Nasceu em Buenos Aires em 1948, criou-se em Israel, fez o liceu na Argentina, viveu em sítios longínquos como Taiti. Nos anos 1980 mudou-se para Toronto, no Canadá, e tornou-se cidadão canadiano. De há 10 anos para cá, vive no Sul de França.
As suas primeiras línguas foram o inglês e o alemão e só mais tarde viria o espanhol, explicou Manguel em Lisboa, durante uma conversa pública na semana passada com Francisco José Viegas, no âmbito do Festival Silêncio. “Os meus pais quiseram que eu tivesse uma aia checa de língua alemã que me falasse inglês. Eles, por seu lado, falavam espanhol e francês – o que significa que eu não falei com os meus pais até aos oito anos…” Sentido de humor e simpatia irresistíveis. O eclectismo de Manguel não se limita à geografia e à linguística. Eterno leitor de Homero ou Dante, adora novelas policiais e ficção científica e não alinha nas modas nem nos cânones estabelecidos. “Há grandes obras, que reconheço que são grandes obras, mas que a mim não me interessam.”

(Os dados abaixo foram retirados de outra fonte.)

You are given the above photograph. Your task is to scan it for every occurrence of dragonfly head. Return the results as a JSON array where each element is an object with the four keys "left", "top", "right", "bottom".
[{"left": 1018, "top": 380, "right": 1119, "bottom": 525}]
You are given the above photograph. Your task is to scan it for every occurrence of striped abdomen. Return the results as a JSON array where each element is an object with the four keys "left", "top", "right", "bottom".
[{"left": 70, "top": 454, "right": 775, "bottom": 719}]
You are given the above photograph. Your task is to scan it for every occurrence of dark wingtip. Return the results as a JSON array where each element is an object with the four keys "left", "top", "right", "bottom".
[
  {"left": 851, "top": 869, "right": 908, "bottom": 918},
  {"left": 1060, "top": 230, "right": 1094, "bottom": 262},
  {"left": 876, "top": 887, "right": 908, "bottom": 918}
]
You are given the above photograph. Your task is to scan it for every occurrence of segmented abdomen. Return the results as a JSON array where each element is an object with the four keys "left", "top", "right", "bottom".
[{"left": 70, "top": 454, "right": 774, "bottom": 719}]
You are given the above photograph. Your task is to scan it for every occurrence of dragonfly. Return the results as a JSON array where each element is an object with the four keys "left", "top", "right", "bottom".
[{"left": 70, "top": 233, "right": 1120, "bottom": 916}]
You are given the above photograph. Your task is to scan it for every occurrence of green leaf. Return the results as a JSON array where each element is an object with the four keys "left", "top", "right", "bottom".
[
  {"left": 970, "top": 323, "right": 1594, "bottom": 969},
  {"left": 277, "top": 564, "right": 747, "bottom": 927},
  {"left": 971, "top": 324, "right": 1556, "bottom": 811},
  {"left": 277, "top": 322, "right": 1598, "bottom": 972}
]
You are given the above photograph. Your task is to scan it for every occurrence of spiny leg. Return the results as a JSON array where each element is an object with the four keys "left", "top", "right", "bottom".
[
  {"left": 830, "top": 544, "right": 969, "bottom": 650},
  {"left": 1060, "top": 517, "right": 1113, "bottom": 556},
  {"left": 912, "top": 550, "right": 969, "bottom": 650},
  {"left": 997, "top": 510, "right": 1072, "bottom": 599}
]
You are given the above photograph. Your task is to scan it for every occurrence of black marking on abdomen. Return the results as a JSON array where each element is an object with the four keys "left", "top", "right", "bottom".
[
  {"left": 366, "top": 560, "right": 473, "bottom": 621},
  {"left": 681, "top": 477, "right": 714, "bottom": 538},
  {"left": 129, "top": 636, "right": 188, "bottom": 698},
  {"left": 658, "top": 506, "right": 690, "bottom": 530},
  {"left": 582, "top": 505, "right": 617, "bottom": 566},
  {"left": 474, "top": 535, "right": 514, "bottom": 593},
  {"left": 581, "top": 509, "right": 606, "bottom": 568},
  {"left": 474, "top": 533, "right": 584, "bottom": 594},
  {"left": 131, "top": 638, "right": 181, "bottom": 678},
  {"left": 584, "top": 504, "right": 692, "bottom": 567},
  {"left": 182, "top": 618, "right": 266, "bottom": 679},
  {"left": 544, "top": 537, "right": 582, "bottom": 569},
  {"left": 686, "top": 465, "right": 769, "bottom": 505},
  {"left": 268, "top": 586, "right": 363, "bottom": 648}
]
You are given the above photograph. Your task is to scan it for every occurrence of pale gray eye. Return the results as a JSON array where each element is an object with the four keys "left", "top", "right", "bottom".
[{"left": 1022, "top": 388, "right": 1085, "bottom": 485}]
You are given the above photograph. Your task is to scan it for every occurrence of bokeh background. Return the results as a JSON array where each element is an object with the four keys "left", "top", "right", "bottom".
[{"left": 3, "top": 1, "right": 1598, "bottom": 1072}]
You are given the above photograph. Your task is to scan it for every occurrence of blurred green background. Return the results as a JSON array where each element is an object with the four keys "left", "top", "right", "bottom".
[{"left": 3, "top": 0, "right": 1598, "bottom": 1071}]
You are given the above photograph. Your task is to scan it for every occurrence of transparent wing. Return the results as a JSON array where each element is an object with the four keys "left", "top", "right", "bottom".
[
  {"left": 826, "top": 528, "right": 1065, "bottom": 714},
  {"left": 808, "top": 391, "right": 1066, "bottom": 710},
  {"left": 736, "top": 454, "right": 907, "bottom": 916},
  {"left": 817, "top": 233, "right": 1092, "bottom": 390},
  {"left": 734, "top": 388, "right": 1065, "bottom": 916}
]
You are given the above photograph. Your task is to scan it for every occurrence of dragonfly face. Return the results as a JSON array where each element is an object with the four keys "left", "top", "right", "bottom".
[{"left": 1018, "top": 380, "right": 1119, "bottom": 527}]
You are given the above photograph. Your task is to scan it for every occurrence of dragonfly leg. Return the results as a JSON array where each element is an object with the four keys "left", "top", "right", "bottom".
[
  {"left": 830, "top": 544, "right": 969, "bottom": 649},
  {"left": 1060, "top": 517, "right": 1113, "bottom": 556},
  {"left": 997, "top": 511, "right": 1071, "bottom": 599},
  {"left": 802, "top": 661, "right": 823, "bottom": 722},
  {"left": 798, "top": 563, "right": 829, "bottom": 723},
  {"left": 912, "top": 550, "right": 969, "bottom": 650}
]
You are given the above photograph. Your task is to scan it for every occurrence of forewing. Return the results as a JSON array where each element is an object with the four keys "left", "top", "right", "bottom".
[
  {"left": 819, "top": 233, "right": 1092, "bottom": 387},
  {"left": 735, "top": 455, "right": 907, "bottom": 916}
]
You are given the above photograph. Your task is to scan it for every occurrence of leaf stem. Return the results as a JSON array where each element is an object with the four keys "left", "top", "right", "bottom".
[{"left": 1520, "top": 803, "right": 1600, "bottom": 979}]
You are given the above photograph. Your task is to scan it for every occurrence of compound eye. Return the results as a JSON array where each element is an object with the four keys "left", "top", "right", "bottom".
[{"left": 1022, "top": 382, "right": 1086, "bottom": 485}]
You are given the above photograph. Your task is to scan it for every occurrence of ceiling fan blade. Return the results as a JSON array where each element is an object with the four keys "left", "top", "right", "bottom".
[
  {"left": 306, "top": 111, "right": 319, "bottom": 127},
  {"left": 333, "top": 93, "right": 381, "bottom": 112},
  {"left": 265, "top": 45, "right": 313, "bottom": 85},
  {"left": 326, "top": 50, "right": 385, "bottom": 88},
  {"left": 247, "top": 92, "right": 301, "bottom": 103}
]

Gosta muito de ler na cama e está “sempre a ler”. Todos os dias, antes de tomar o pequeno almoço, lê um canto de “A Divina Comédia” (“é o meu yoga”). Fala dos 40 mil livros que compõem a sua imponente biblioteca, instalada numa ruína medieval restaurada, como se de 40 mil filhos se tratasse (ele próprio tem três, já crescidos).
O ebook, explicou ainda, não é mais do que “uma tábua de argila com mais memória”, acrescentando que – cúmulo da ironia -, depois de termos abandonado os rolos de pergaminho para adoptar o codex com as suas páginas encadernadas, muito mais prático de ler, voltamos… a fazer scroll às páginas nos ecrãs de computador…
Não usa telemóvel, nem Internet, não tem email. Não os acha úteis. Os amigos ofereceram-lhe um site pessoal nos seus 60 anos (
alberto.manguel.com), que “ao que parece, funciona muito bem”. No fundo, a Internet é como uma grande biblioteca – e ele já tem a dele.
A sua obra está toda ela dedicada ao lado maravilhoso da leitura, do acto de ler. A sua paixão pela leitura vem de onde? Nasce-se leitor ou uma pessoa torna-se leitora?
Penso que somos animais leitores. Vimos ao mundo com uma certa consciência de nós próprios e do que nos rodeia e temos a impressão de que tudo nos conta histórias: a paisagem, o rosto dos outros, o céu, em tudo encontramos linguagem. Tentamos desentranhá-la, tentamos lê-la. Nesse sentido, não podemos existir enquanto seres humanos sem a leitura. Inventámos a linguagem escrita, a linguagem oral, para tentarmos comunicar essa experiência do mundo, para nos contarmos histórias e através delas, falar dessa experiência. No meu caso, o conhecimento do mundo passou sempre pelos livros. Tive uma infância um pouco particular: o facto de o meu pai pertencer ao corpo diplomático fez com que viajássemos muito e que eu não tivesse nenhum sítio onde me sentisse em casa. A minha casa estava nos livros. Regressar à noite aos livros que conhecia, abri-los e constatar com imenso alívio que o mesmo conto continuava na mesma página, com a mesma ilustração, dava-me uma certa segurança e um certo sentido do lar.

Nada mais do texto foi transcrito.